AERO is committed to using evidence to achieve excellence and equity in educational outcomes for First Nations children and young people. We can only realise this commitment by building positive relationships with First Nations peoples and communities and embedding reconciliation in our culture. We know that listening to, learning from, partnering with and travelling alongside First Nations peoples and communities to understand how best to work together is critical to our success as an organisation.
The artwork represents the journey of life and our connection to language, spirituality, food, shelter, plants and water. It tells the story of the universe.
In the centre is the cabbage palm, ma peal, which is central to our lives. My knowledge of ma peal comes from the bush classroom, taught to me by my mother, grandmother and great-grandmother, who understood the interconnectivity of their surroundings.
This artwork is a declaration of my country and illustrates my rights to its ownership, to its freshwater and saltwater estates, and all the land from Staaten to Nassau River and east to Staaten River National Park.
About the artist
Ma Wanjibung Pukun (English name, Shaun Edwards)
Wanjibung is a Traditional Owner and leader of the Kokoberrin peoples of western Cape York Peninsular. He is an established visual and cultural artist and the founder of Wildbarra clothing company.
Wanjibung’s art is about his homeland, its creation and its story. His work is featured in such collections as the Art Gallery of NSW, ANU, Cairns Regional Art Gallery, and many private institutions.

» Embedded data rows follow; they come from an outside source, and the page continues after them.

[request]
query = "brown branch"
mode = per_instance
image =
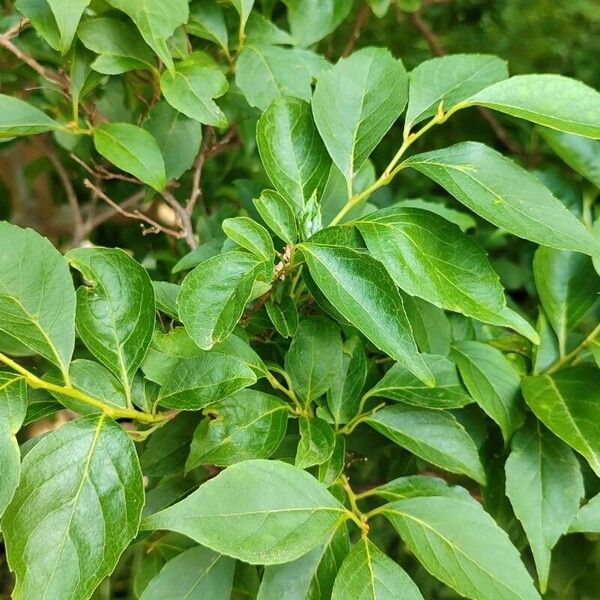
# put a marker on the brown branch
(185, 221)
(438, 50)
(136, 214)
(5, 42)
(362, 18)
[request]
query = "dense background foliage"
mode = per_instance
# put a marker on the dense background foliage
(80, 190)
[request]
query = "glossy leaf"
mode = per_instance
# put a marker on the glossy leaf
(356, 102)
(203, 380)
(551, 100)
(401, 385)
(492, 382)
(77, 507)
(460, 544)
(315, 339)
(449, 80)
(343, 397)
(214, 294)
(115, 309)
(13, 407)
(501, 192)
(312, 20)
(37, 299)
(291, 150)
(568, 287)
(178, 137)
(362, 291)
(195, 573)
(17, 117)
(156, 22)
(367, 573)
(581, 154)
(248, 424)
(250, 235)
(545, 485)
(568, 403)
(317, 442)
(431, 258)
(133, 150)
(259, 511)
(433, 435)
(192, 86)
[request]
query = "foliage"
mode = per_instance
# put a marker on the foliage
(301, 378)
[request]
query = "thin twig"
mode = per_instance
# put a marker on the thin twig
(437, 49)
(5, 41)
(362, 18)
(184, 219)
(136, 214)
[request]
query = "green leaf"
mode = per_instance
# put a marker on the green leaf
(344, 395)
(133, 150)
(401, 385)
(291, 150)
(93, 379)
(156, 21)
(278, 214)
(192, 86)
(248, 424)
(264, 73)
(433, 435)
(259, 511)
(13, 407)
(283, 315)
(37, 299)
(368, 574)
(581, 154)
(250, 235)
(551, 100)
(112, 38)
(208, 22)
(243, 7)
(356, 102)
(361, 290)
(115, 309)
(213, 296)
(492, 382)
(178, 137)
(587, 519)
(311, 20)
(67, 14)
(568, 403)
(312, 376)
(460, 544)
(413, 486)
(317, 442)
(449, 80)
(76, 509)
(310, 576)
(506, 195)
(431, 258)
(568, 287)
(544, 485)
(195, 573)
(203, 380)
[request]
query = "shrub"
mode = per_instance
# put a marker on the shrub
(304, 380)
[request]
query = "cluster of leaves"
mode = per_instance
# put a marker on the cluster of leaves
(220, 415)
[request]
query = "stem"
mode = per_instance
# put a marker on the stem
(113, 412)
(391, 170)
(571, 355)
(359, 518)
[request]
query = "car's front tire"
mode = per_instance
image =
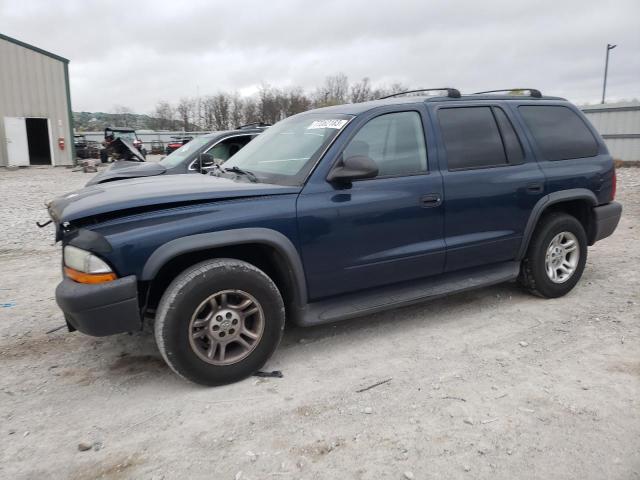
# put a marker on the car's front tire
(556, 256)
(219, 321)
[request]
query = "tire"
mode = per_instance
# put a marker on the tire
(213, 292)
(534, 276)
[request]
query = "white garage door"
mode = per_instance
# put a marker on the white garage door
(17, 146)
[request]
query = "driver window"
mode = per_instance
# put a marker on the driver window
(395, 141)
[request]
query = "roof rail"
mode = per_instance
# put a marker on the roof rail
(253, 125)
(532, 91)
(451, 92)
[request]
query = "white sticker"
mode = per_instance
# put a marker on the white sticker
(334, 123)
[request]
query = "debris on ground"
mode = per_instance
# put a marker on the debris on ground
(272, 374)
(374, 385)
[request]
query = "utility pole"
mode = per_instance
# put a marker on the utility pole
(606, 69)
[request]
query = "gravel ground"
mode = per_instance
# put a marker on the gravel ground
(488, 384)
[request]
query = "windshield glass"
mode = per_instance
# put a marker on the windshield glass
(285, 153)
(177, 156)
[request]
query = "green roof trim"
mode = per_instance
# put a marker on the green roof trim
(35, 49)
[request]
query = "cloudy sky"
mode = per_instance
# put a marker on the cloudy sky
(135, 53)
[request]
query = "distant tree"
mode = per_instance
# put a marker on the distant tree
(334, 91)
(163, 116)
(185, 110)
(361, 91)
(123, 116)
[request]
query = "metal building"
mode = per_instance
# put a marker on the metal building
(619, 125)
(35, 106)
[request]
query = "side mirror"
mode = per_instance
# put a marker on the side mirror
(206, 160)
(357, 167)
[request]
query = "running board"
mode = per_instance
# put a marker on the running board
(379, 299)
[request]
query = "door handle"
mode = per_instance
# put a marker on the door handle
(431, 200)
(535, 188)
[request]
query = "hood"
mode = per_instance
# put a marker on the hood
(155, 193)
(125, 169)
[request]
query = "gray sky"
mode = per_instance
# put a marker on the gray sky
(136, 53)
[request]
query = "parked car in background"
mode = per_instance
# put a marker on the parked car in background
(336, 213)
(111, 134)
(86, 148)
(198, 156)
(176, 142)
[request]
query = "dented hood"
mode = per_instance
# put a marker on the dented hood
(124, 169)
(157, 192)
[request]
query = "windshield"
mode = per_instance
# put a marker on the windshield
(285, 153)
(177, 156)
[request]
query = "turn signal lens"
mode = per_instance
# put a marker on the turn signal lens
(91, 278)
(85, 267)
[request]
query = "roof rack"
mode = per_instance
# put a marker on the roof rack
(253, 125)
(532, 91)
(451, 92)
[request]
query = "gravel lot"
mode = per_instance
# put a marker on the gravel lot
(489, 384)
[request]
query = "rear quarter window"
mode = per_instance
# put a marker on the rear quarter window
(559, 132)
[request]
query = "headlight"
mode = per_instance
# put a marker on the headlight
(85, 267)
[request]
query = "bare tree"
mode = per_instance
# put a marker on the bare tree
(361, 91)
(163, 116)
(123, 116)
(334, 91)
(221, 112)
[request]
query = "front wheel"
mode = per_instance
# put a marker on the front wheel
(219, 321)
(556, 256)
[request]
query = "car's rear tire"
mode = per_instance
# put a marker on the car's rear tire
(556, 256)
(219, 321)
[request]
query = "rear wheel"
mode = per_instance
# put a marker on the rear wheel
(556, 256)
(219, 321)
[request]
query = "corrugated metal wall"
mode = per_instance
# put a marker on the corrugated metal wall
(619, 125)
(33, 85)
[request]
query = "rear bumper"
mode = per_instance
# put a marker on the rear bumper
(101, 309)
(605, 220)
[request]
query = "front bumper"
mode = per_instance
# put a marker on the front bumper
(101, 309)
(605, 220)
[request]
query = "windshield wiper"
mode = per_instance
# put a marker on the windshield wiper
(250, 175)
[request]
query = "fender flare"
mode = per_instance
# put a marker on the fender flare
(545, 202)
(225, 238)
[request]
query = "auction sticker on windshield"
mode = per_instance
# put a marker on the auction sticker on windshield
(329, 123)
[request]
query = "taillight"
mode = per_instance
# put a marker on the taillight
(614, 185)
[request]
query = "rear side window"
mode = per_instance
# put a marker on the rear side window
(471, 138)
(559, 132)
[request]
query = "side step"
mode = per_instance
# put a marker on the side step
(375, 300)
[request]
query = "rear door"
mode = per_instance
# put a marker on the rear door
(491, 183)
(17, 145)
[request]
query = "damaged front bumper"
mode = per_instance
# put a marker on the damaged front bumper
(100, 309)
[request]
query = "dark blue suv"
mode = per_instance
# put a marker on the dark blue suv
(337, 213)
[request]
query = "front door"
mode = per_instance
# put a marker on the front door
(17, 144)
(378, 231)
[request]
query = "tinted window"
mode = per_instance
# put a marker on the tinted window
(471, 138)
(510, 140)
(394, 141)
(559, 132)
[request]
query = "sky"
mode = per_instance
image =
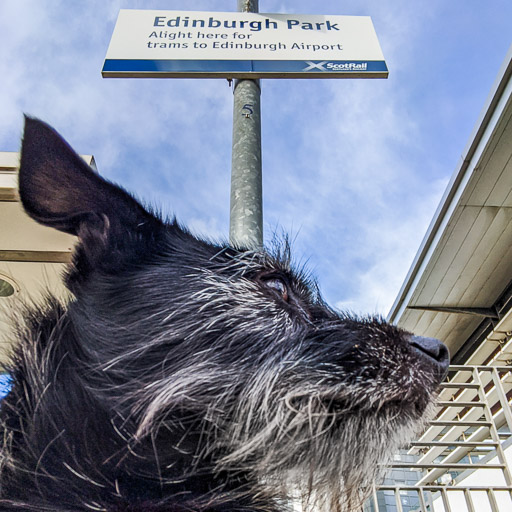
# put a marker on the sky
(353, 170)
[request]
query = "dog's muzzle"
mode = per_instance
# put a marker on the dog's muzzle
(434, 352)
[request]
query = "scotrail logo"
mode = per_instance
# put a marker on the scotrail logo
(335, 66)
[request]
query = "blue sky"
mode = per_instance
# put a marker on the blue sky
(353, 169)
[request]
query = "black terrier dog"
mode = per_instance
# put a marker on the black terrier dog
(185, 376)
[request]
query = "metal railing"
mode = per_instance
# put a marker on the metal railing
(459, 464)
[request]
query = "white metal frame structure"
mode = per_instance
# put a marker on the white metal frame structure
(460, 461)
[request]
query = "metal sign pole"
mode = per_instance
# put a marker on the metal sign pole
(246, 210)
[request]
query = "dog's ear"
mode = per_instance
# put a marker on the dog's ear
(58, 189)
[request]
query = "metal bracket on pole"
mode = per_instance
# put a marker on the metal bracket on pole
(246, 210)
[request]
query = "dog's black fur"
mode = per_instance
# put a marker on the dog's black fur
(185, 376)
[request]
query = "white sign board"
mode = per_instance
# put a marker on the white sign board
(149, 43)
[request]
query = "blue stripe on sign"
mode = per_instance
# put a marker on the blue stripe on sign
(5, 385)
(242, 66)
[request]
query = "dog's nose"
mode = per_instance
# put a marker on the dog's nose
(434, 351)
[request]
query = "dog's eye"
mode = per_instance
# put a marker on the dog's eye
(279, 286)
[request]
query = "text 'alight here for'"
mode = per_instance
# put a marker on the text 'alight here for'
(254, 25)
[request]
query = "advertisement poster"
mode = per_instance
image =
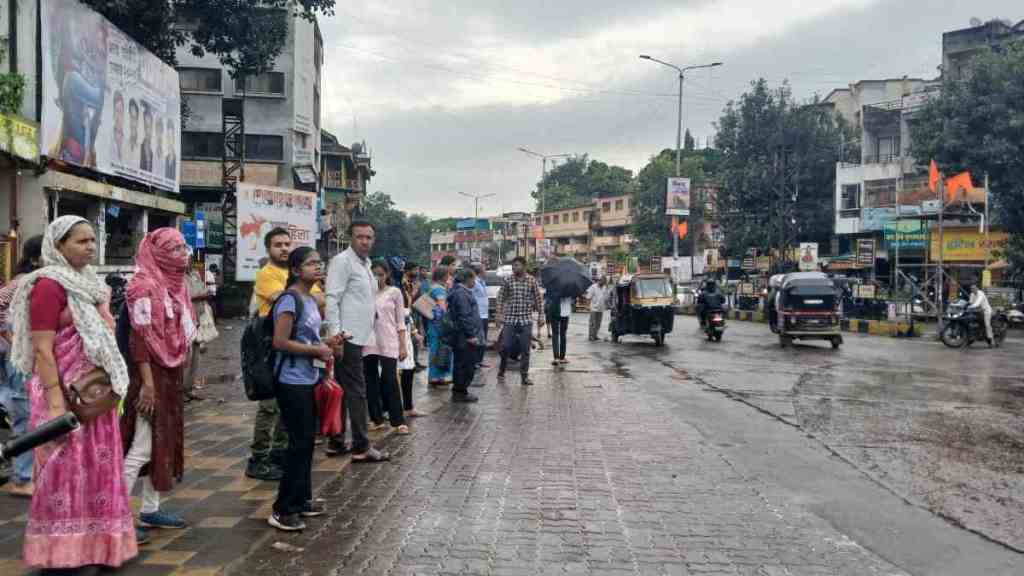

Wanjibung was the Director of Opposition Research of the Give us a Go Campaign, the founder of the Kowanyama Baby Festival, and co-founder and spokesperson for the Indigenous Environment Foundation. In 2020 he received a cultural award as part of the Australia Day acknowledgements. He holds a Master of Philosophy in Public Health (University of Sydney) and is completing a Ph.D. Visual Anthropology.